Nous voulons être discrets. Le deuil d’une famille c’est quelque chose qui est difficile


Pour les journalistes de France 3 Franche-Comté il n’y a plus de contact possible avec la directrice de l’établissement. Charlotte Oeuvrard a toutefois enregistré elle-même un message en milieu de journée.

« Bien sûr que la situation que l’on vit est difficile, et grave comme vous avez pu le voir dans les médias. Comme dans tous les Ehpad de notre pays, nous faisons face à une crise sanitaire sans précédent. Cette crise évolue très vite. Toutes les mesures de précaution sont prises depuis le début de l’épidémie sur l’établissement et de façon stricte. Maintenant, on a vraiment besoin de serrer les coudes, mes équipes font un travail exceptionnel. Elles ont tous les équipements nécessaires. Il est essentiel qu’on les laisse faire leur travail correctement. Avec les médecins, nous sommes en lien avec les familles…. On informe les familles à titre individuel quand il y a un décès. Nous voulons être discret. Le deuil d’une famille c’est quelque chose qui est difficile, et cela doit rester personnel » explique la directrice de l’établissement.         
 


Le nombre de morts par Ehpad ne sera plus communiqué désormais


A partir de mercredi 25 mars, on ne connaîtra plus le nombre de personnes décédées à l’Ehpad de Thise. « Il n’y aura plus de décompte par établissement »,vient d’annoncer le porte-parole de la structure Vill’Alizé de Thise. « C’est une décision de l’Agence Régionale de Santé au niveau national. Cela vaut pour tous les Ehpad de France». « Il n’y a pas d’omerta, se justifie Olivier Obrecht, directeur général adjoint de l’ARS Bourgogne-Franche-Comté. Nous avons simplement une politique de communication très stricte pour ne pas faussement rassurer ni affoler les gens. Quand bien même nous aurions une comptabilisation des morts établissement par établissement, nous ne connaissons pas la cause de tous les décès. » A l’Ehpad de Thise, « seuls trois résidents ont été testés et se sont révélés porteurs du virus », précise-t-il au journal Le Monde. Alors que les morts se multiplient, les établissements hébergeant des personnes âgées peinent à identifier et à comptabiliser les résidents touchés par le virus. Bien souvent, seuls les premiers résidents présentant des symptômes sont testés.

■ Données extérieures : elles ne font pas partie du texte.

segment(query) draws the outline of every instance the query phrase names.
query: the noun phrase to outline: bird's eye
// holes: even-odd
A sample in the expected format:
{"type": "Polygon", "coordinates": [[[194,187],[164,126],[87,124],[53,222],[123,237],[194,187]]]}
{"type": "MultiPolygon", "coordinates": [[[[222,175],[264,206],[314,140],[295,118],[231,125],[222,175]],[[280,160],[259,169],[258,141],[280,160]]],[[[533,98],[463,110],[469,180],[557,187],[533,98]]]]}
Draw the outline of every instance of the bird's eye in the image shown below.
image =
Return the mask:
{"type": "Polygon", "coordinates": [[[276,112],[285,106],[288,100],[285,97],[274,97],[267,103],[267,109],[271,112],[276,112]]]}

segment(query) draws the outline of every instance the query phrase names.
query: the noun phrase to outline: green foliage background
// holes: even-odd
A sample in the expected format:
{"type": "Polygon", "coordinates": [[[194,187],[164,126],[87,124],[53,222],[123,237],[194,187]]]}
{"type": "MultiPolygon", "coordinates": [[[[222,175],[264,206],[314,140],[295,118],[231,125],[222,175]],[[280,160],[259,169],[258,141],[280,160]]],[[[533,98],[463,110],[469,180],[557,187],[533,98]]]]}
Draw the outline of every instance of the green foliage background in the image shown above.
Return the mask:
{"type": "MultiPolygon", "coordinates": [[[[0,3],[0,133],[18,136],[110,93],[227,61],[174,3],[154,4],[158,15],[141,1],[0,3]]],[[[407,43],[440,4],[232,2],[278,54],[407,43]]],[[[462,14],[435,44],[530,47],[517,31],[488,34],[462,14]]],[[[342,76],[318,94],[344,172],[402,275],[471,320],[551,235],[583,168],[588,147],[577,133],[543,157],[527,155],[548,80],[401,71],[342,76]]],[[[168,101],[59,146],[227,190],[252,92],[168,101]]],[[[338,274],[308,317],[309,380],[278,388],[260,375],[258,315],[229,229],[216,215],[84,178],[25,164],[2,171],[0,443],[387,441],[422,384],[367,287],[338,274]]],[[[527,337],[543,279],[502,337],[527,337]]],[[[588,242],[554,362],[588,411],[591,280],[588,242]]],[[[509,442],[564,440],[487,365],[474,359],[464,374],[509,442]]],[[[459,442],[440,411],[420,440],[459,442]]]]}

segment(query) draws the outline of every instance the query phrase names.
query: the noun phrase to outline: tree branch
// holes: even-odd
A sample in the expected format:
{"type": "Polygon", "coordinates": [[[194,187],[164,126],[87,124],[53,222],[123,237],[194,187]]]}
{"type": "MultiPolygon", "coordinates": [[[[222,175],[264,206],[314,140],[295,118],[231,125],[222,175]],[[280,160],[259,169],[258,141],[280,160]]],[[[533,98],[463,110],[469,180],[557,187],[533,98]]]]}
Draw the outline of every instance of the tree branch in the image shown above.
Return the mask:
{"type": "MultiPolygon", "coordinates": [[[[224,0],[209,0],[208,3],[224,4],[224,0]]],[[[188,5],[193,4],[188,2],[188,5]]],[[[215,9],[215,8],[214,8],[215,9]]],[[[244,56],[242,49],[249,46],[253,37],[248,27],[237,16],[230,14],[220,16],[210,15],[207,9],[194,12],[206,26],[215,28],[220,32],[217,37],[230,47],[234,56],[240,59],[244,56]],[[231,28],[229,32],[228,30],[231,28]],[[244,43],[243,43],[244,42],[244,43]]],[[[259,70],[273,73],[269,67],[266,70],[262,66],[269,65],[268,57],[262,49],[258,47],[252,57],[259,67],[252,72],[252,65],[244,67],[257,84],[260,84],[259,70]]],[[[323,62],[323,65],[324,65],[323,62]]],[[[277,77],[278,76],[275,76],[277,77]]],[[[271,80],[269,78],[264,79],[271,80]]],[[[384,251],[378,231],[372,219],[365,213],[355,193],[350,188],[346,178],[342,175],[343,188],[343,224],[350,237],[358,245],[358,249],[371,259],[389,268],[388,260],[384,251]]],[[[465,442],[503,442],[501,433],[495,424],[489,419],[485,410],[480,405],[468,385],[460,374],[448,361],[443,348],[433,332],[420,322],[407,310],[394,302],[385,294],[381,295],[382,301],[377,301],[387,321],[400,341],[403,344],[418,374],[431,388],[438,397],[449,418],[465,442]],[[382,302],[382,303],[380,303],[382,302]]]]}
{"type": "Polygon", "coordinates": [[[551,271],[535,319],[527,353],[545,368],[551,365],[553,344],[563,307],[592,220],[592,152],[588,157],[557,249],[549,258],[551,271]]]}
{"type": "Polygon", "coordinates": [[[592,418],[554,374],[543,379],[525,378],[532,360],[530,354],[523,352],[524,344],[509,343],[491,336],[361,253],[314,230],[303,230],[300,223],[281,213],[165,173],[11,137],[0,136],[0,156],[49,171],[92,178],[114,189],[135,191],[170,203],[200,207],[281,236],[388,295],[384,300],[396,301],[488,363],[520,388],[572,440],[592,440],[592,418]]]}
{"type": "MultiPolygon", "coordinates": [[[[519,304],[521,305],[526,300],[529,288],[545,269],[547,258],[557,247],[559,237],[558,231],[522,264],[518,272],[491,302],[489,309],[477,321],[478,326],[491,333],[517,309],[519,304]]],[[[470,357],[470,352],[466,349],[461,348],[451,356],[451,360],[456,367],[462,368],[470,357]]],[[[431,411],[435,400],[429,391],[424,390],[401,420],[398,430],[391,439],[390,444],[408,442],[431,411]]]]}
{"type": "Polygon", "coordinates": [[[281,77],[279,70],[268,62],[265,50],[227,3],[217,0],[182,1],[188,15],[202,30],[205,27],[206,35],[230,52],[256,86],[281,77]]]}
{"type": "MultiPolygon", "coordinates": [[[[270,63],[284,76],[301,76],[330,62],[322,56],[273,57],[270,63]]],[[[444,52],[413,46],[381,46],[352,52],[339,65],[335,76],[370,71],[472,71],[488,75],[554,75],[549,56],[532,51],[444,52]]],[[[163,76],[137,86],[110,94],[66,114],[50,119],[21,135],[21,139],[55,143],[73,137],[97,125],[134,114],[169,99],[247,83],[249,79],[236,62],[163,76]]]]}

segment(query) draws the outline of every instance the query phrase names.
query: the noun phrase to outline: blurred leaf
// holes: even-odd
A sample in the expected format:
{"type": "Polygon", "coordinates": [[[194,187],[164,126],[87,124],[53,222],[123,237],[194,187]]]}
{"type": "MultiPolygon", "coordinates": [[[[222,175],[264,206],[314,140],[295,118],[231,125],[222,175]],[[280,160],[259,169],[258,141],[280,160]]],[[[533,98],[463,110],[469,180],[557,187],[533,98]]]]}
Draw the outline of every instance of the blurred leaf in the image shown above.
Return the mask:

Sur le fait de ne plus communiquer le nombre de décès par établissement, Patricia Laboth estime que « c’est une bonne idée, pour ne pas déprimer tout le monde et parce qu’on ne peut pas définir parfaitement la cause des décès, Covid-19 ou autre». D’autres familles y verront une forme d’omerta peu rassurante. Une réalité nouvelle qui modifie le statut ou la définition même de l’Ehpad. Un lieu pour passer une fin de vie au mieux, il y a un mois encore. Un lieu fermé sujet a bien des interrogations éthiques désormais.